CA RIOM, 10 mai 2022, RG n° 19/01992 *
Par cet arrêt, dont l'infographie synthétique est téléchargeable, la Cour d'appel de RIOM est amenée à apprécier la régularité formelle d’un licenciement par rapport à la personne signataire de la lettre de licenciement.
En la matière, le code du travail ne prévoit aucune règle spécifique. La jurisprudence est venue préciser les règles applicables dans ce domaine.
En premier lieu, l’absence de signature de la lettre de licenciement rend irrégulière la procédure (Cass. soc., 5 janvier 2005, n° 02-47.290).
En revanche, une absence de signature ne rend pas la rupture du contrat de travail abusive (Cass. soc., 4 avril 2012, n° 10-28.266).
En second lieu, la personne signataire de la lettre de licenciement doit disposer du pouvoir de licencier.
Tel n’est pas le cas par exemple d’une personne extérieure à l’entreprise comme le cabinet d’expertise comptable (Cass. soc., 26 avril 2017, n° 15-25.204).
En revanche, selon la jurisprudence, aucune disposition n'exige que la délégation du pouvoir de licencier soit donnée par écrit. Celle-ci peut être tacite et découler des fonctions du salarié qui conduit la procédure de licenciement. Tel est le cas d’un responsable des ressources humaines (Cass. ch. mixte., 19 novembre 2010, no°10-10.095).
Dans le cadre d’une association, le pouvoir de licencier appartient, en principe, à son Président, sauf disposition statutaire contraire (Cass. soc., 29 septembre 2004, n° 02-43.771).
En cas de signature par une personne incompétence, la procédure de licenciement est non seulement irrégulière mais prive également le licenciement de cause réelle et sérieuse (Cass. soc., 20 octobre 2021, n° 20-11.485).
La sanction est donc plus sévère que l’hypothèse précédente d’une absence de signature.
Au cas d’espèce, une salariée avait été embauchée par une Association en qualité d’éducatrice spécialisée, Association comprenant plusieurs établissements. Après une procédure de licenciement engagée à son encontre, elle a été licenciée pour faute grave.
Après avoir rappelé la jurisprudence susvisée, la Cour d’appel de RIOM relève que la lettre de licenciement notifiée à la salariée avait été signée par un directeur de site qui aurait reçu délégation de licencier par le Directeur général de l’Association.

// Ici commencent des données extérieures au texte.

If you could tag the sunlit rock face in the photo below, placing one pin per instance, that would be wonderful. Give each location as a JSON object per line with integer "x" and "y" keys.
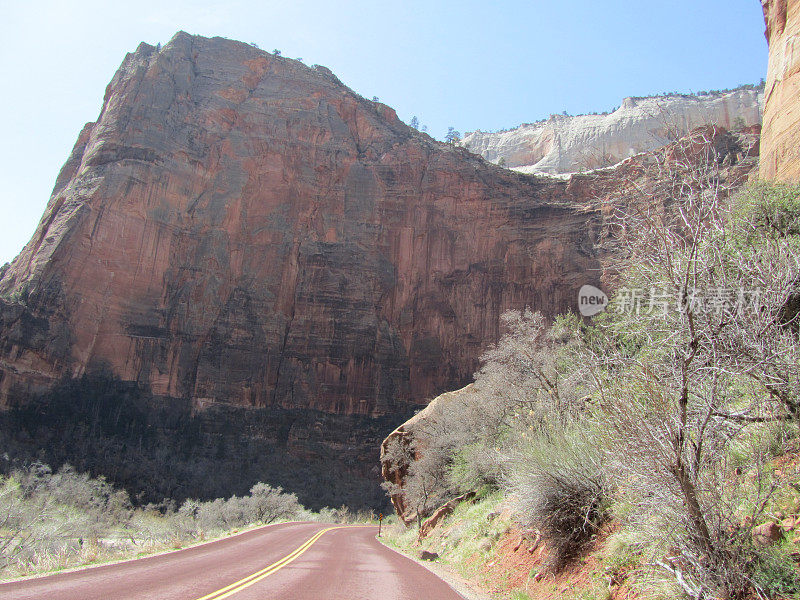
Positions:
{"x": 570, "y": 144}
{"x": 240, "y": 229}
{"x": 780, "y": 142}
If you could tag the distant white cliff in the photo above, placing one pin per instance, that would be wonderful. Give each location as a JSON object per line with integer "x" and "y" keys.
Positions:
{"x": 566, "y": 144}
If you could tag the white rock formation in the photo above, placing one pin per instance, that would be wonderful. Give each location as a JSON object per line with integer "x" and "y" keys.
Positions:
{"x": 565, "y": 144}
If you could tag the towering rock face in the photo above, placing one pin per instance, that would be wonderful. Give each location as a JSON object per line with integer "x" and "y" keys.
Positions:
{"x": 780, "y": 142}
{"x": 565, "y": 144}
{"x": 240, "y": 229}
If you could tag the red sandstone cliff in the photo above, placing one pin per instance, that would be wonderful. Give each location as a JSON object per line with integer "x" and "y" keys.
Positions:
{"x": 780, "y": 142}
{"x": 239, "y": 228}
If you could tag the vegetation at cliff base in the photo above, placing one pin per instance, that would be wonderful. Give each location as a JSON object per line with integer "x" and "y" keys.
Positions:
{"x": 55, "y": 520}
{"x": 673, "y": 415}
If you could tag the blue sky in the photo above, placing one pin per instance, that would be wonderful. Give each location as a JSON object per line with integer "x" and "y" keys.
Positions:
{"x": 472, "y": 65}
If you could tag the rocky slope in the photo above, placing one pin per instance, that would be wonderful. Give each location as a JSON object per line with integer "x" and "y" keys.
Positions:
{"x": 780, "y": 157}
{"x": 567, "y": 144}
{"x": 240, "y": 230}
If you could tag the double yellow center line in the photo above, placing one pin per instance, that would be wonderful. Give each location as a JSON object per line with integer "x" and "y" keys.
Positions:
{"x": 238, "y": 586}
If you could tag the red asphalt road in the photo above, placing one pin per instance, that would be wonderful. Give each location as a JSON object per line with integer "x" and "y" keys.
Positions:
{"x": 343, "y": 564}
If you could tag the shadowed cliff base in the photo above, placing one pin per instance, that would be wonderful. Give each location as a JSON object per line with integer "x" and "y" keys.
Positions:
{"x": 158, "y": 448}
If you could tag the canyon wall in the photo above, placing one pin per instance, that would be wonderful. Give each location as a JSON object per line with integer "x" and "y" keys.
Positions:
{"x": 569, "y": 144}
{"x": 238, "y": 228}
{"x": 780, "y": 142}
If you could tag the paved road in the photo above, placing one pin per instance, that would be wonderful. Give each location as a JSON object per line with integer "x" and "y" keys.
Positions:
{"x": 290, "y": 561}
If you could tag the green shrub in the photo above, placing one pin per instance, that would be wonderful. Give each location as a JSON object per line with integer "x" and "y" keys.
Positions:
{"x": 558, "y": 481}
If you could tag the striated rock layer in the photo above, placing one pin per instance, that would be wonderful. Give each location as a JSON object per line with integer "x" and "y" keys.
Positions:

Or, elle constate que si les statuts de l’Association permettait à son Président de déléguer certains de ses pouvoirs au Directeur général, ceci était néanmoins limité aux seuls actes de gestion des établissements et services, soit des activités administratives et financières au nombre desquelles ne peut figurer le pouvoir de licencier.
Au surplus, les pouvoirs faisant l'objet d'une délégation au Directeur général devaient être fixés et précisés dans le cadre d'un document unique de délégations qui n'a pas été produit aux débats.
Il n'était ainsi pas démontré que le directeur général de l'association aurait reçu une quelconque délégation de la part du président de l'association.
Dans ces conditions, la délégation du Directeur général donnée au directeur du site pour notifier le licenciement de la salariée n'est également pas valable et ne produit aucun effet.
Dès lors, l'absence de pouvoir du signataire de la lettre de rupture prive le licenciement de cause réelle et sérieuse, de sorte que la Cour d’appel condamne l’employeur sur ce point.
Maître Florent LABRUGERE
Avocat au Barreau de LYON
https://www.labrugere-avocat-lyon.fr/
N.B : On ne sait pas, au jour de la rédaction de ce billet, si l’arrêt est définitif et n’a pas fait l’objet d’un pourvoi en cassation.